O início dele no jornalismo, na década de 80, foi meio que por acidente. Ele começou como entregador no jornal O Imparcial, de Walter Ezequiel Coelho, e logo descobriu a paixão pela profissão. A partir daí, focou seus esforços em aperfeiçoar-se no jornalismo.

“O Gil começou como office boy, deixando jornal na banquinha, buscando o que era vendido, mas logo se interessou pela área e foi entrando para a produção do jornal e, dali, não parou mais. Continuou a seguir na profissão. Ele sempre foi atuante, fazia a diferença, começou como entregador e logo estava pegando matéria. O jornalismo estava na veia dele”, relembra Henrique Coelho, filho de Walter e parceiro de trabalho no início da caminhada.

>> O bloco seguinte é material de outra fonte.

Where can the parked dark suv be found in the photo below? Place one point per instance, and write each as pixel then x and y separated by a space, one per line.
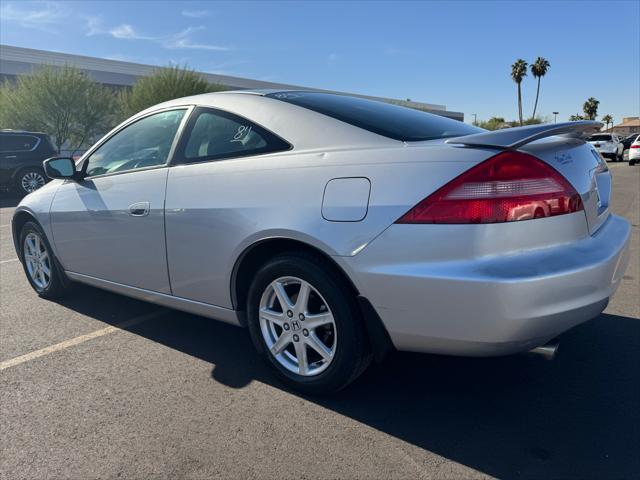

Em seguida, foi convidado por Ivan Bueno para auxiliar na criação do impresso Folha de Paranaguá. Por lá, estreitou laços nas áreas política e sindical, absorvendo ainda mais experiência e bagagem para o próximo desafio: apoiar na concepção do jornal Folha do Litoral, de Joel Bonzatto. Ali, ele atuou durante anos como jornalista e colunista, e ficou conhecido por suas opiniões e críticas contundentes e ácidas, além das cobranças ao Poder Público.

Boas lembranças


Falar de Gilberto Fernandes é muito fácil. Foi uma pessoa especial e um dos melhores jornalistas da cidade, se não o melhor. Sou suspeito em falar pela admiração que tinha por ele, pois quando eu era o presidente da Folha do Litoral, ele era mais que um funcionário, como ele mesmo dizia, considerava o meu pai um segundo pai e eu um irmão mais novo. Aprendi muito com o Gil sobre jornalismo e partido político quando fui, durante anos, presidente do PPS. Sei que ele está em um lugar especial. Agora ficam as lembranças de quem teve o privilégio de conviver com ele”, diz Joel Bonzatto Junior.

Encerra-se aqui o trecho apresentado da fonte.